Les transports d’une démence furieuse ne m’auraient pas plus profondément ému que cette folie tranquille et cet égarement puéril du malheureux capitaine au milieu de ses jouets ; car la table, le bureau et la cheminée étaient encombrés de pantins, de magots, d’instruments de musique en miniature. Mais que j’ajoute un trait qui me tira des larmes et dont le lecteur serait touché comme moi si je le pouvais rendre dans sa parfaite vérité. Il y avait auprès de la cheminée un petit fauteuil d’enfant, devant une table où le couvert était mis dans le même goût ; les flambeaux et les bougies n’étaient pas plus grands qu’un cure-dent ; les assiettes, les flacons, les cuillères étaient assortis, et sur cette table étaient apprêtés, avec une sollicitude maternelle, des massepains, des gimblettes et force sucreries : c’était une surprise que le pauvre officier avait coutume de faire à sa fille.

— Voulez-vous que nous lui parlions, dit madame Lescot. Je voulais la retenir, mais elle avait déjà poussé la porte en me tirant après elle.

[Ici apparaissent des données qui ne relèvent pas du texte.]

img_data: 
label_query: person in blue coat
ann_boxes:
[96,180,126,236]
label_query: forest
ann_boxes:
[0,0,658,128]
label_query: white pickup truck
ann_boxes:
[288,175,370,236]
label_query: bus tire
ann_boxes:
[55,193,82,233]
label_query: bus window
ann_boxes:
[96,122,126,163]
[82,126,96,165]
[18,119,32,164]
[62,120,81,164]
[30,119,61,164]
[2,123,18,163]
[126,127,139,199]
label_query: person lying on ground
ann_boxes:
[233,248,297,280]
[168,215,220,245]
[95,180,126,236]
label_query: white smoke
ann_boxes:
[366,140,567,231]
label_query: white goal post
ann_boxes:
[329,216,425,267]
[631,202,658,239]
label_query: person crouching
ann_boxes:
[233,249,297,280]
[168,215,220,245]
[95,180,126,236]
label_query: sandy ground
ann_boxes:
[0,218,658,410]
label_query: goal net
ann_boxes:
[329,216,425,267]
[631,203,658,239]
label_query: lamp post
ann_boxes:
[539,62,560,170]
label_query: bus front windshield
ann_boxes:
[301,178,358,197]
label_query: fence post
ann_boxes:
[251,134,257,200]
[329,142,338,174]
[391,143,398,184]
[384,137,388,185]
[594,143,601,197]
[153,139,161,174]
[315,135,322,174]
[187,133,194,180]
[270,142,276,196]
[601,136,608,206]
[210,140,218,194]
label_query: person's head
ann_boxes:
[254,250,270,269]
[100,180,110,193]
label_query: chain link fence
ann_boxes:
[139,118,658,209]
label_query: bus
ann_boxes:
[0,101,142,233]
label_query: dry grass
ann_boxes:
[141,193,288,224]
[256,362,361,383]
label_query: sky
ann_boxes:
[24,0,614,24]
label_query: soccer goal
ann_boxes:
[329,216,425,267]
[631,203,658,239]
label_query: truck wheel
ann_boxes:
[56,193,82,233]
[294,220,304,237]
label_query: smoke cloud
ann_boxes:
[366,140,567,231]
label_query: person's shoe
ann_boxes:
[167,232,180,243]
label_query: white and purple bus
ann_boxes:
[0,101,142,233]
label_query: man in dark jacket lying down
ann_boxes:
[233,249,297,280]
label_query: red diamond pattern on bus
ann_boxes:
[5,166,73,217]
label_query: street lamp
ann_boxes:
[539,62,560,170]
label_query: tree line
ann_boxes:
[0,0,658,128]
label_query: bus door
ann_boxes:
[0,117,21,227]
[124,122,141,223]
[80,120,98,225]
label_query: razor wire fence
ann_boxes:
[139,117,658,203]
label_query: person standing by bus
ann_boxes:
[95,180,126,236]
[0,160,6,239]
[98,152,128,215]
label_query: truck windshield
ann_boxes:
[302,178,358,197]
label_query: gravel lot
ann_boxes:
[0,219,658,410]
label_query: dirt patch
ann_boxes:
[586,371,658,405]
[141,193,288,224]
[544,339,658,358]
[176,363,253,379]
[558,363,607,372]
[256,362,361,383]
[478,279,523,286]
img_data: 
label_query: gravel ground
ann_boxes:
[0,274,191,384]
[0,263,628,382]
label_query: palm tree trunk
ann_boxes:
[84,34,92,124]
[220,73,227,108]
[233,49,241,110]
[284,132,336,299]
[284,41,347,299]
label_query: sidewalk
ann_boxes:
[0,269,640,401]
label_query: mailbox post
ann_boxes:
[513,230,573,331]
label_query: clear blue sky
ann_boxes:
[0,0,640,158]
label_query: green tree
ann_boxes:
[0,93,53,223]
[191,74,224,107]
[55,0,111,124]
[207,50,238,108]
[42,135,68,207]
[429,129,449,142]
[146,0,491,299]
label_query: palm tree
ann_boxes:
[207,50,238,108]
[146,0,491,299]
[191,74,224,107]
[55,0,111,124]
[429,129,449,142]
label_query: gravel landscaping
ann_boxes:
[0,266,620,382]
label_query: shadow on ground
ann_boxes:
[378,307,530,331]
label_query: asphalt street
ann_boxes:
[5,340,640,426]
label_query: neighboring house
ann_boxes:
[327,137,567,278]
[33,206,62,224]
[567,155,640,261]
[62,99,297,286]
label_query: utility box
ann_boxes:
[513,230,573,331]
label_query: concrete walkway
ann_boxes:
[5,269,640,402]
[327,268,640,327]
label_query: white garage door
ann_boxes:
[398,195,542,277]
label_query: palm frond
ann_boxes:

— Cela lui fait du bien, dit-elle.

Au bruit que fit la porte en s’ouvrant, le capitaine tressaillit, et, se levant précipitamment, il courut à l’autre porte qui donnait sur le palier ; ne voyant personne dans le corridor, il revint tristement en disant :

— La petite fille n’est donc pas venue aujourd’hui… elle viendra sans doute demain.

Il se remit à la même place sans prendre garde à nous. Étant demeuré quelques instants immobile, avec un air de tristesse et de douce résignation, il se releva et se mit à ranger soigneusement tous ses étalages ; il enleva le couvert de la petite table et la nappe, qu’il replia proprement. Il serra le berger, ses moutons, ses chiens, sa maison et ses arbres dans une boîte de bois blanc, et, quand tout fut serré, il leva les yeux sur nous comme s’il ne faisait que de nous apercevoir, et nous dit d’un air de doux et triste reproche :

— Eh bien, en ce cas, que venez-vous faire ici ?

Je ne pus tenir à ce mot, et, comme si Ronquerolles eût été dans son bon sens, la confusion se joignant à l’émotion d’un tel spectacle, je redescendis aussitôt.

Et voilà, telle quelle, l’histoire de l’homme que j’avais pour voisin, et qui est bien, à mon sens, le fou le plus triste qu’on puisse voir.